Erlang Advocacy and kill -kill

Gordon Guthrie, BTP, BT, SE gordon.guthrie@REDACTED
Tue Jan 20 10:45:07 CET 2004


Folks

I am trying to do a spot of Erlang advocacy. I want to show how you can
start a distributed app across two machines, kill one and then have the
other take over.

However, I want to do it on a laptop as I have to go visiting with it.

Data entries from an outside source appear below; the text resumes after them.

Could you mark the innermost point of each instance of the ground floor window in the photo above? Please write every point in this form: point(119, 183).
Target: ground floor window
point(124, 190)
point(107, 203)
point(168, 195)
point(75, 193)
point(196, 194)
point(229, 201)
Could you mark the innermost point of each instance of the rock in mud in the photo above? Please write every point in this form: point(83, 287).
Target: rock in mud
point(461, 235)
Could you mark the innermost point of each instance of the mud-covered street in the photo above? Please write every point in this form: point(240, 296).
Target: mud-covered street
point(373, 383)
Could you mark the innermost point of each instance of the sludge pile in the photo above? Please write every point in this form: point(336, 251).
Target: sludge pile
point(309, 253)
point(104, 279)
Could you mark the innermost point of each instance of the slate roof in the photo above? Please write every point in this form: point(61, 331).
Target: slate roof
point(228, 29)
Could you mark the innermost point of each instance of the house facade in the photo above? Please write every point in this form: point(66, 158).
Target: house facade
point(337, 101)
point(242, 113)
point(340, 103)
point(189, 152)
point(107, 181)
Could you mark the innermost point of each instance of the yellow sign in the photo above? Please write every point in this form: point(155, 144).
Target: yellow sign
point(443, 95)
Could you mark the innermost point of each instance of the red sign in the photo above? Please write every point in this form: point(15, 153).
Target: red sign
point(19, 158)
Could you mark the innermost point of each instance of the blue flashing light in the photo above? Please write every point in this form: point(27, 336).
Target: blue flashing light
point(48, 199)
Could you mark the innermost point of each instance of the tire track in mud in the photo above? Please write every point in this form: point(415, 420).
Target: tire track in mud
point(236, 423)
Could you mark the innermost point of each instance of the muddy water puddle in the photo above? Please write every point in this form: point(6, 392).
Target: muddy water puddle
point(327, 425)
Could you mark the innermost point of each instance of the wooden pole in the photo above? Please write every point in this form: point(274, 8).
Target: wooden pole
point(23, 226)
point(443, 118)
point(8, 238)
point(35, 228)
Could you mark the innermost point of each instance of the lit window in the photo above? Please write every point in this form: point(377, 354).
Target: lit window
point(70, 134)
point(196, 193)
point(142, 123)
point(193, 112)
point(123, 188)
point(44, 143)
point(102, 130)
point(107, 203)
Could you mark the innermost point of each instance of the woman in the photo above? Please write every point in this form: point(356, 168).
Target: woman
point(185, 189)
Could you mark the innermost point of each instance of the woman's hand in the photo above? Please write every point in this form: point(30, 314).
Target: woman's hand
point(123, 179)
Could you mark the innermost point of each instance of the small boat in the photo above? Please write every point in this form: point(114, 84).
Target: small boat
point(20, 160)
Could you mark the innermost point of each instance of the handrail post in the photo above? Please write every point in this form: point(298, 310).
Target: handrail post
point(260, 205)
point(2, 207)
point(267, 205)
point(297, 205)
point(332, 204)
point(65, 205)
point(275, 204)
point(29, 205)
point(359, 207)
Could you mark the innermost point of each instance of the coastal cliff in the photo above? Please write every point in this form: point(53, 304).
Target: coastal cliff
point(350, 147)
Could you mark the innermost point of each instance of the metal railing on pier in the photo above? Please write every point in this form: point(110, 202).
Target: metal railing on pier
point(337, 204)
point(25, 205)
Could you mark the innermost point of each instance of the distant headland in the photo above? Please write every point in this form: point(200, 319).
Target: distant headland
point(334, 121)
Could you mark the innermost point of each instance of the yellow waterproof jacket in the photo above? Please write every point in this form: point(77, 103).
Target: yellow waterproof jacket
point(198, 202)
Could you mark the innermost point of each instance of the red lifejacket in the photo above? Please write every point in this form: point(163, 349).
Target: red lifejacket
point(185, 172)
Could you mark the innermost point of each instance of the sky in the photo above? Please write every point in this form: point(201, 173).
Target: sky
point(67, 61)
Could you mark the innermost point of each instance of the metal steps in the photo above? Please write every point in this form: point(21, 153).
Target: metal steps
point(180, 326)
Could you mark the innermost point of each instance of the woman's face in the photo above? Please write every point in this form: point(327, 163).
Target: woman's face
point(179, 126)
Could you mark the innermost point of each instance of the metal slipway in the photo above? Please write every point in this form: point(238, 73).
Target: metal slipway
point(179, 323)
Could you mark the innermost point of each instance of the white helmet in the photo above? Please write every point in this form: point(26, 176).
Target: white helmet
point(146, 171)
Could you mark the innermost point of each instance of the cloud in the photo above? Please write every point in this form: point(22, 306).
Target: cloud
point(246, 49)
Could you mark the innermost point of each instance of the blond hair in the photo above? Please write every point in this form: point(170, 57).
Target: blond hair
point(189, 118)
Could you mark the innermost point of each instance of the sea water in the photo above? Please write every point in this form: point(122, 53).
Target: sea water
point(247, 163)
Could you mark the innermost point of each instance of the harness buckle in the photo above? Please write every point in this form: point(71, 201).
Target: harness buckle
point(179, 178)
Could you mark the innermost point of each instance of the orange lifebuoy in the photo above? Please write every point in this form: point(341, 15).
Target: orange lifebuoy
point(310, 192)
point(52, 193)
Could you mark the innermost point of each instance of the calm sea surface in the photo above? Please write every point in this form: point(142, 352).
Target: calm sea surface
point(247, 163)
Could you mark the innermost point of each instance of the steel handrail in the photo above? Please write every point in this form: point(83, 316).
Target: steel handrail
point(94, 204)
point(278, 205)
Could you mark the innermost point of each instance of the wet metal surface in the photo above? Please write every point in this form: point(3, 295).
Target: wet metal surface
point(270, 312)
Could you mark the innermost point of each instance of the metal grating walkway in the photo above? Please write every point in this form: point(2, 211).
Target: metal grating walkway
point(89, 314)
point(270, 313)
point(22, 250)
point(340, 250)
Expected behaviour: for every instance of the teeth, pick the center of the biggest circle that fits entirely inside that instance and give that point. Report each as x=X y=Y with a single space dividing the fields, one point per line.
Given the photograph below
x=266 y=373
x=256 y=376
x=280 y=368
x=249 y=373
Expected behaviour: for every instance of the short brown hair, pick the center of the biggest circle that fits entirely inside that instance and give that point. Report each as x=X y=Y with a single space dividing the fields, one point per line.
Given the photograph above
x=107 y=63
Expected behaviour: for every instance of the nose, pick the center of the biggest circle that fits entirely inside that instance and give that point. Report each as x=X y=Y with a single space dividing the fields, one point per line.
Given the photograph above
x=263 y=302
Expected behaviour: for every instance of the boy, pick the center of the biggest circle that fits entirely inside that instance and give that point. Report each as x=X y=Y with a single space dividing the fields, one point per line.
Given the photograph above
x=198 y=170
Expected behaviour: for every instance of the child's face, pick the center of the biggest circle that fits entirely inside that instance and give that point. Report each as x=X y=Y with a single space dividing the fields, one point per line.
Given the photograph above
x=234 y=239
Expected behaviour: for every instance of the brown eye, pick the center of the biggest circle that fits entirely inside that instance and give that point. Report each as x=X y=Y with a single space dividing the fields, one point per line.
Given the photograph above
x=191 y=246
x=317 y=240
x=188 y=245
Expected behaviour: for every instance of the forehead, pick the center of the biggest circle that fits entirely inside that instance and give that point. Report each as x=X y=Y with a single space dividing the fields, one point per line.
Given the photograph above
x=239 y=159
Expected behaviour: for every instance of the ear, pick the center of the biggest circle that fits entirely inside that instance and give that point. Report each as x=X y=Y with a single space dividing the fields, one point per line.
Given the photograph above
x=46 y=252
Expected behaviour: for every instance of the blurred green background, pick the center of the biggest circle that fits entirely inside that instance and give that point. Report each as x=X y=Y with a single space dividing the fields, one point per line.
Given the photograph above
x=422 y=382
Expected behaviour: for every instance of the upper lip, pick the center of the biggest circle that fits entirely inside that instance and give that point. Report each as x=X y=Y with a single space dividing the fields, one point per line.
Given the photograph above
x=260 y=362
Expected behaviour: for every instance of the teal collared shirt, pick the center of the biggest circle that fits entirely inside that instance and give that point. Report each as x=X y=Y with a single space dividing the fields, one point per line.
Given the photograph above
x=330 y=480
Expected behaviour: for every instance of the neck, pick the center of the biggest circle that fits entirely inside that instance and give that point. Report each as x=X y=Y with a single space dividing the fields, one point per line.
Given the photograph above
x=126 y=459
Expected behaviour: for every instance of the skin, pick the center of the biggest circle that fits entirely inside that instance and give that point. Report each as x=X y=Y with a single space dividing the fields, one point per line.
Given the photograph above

I have written a simple app with a top supervisor, a single supervisor under
it which can starts a worker.

I deploy this app to two nodes, 'aardvark' and 'badger' which I start with
batch files (boot scripts will come later) which reference .config files.
These 4 files are shown below:

*********start of start_aardvark ******************

#! /bin/bash
cd /opt/erlang_apps/swarm
erl -s toolbar -sname aardvark -config
/opt/erlang_apps/swarm/aardvark.config -heart

*********end of start_aardvark ********************

*********start of start_badger*********************

#! /bin/bash
cd /opt/erlang_apps/swarm
erl -s toolbar -sname badger -config /opt/erlang_apps/swarm/badger.config
-heart

*********end of start_badger***********************

*********start of aardvark.config******************

[{kernel,
  [{distributed, [{swarm, 5000, [aardvark@REDACTED,
{badger@REDACTED}]}]},
   {sync_nodes_manadatory, [badger@REDACTED]},
   {sync_nodes_timeout, 5000}
  ]
 }
].

*********end of aardvark.config********************

*********start of badger.config********************

[{kernel,
  [{distributed, [{swarm, 5000, [aardvark@REDACTED,
{badger@REDACTED}]}]},
   {sync_nodes_manadatory, [aardvark@REDACTED]},
   {sync_nodes_timeout, 5000}
  ]
 }
].

*********end of badger.config**********************

So far so good, the two nodes start up, I do application:start(swarm) on
both of them, the application starts on one of them, but not the other.

In order to demonstrate the magic of Erlang I now want to kill the node that
has the app on it and watch the app migrate over, and the node to restart -
kill is our friend. However running 'kill <erlang node pid>' or 'kill -kill
<erlang node pid>' will kill the node but it doesn't failover. I suspect
that this is because Erlang knows I am cheating, and is behaving gracefully.

Have tried 'man murder' but no joy ;-> How can I really slaughter the node
to make sure it fails over (or having I got something wrong in my configs?).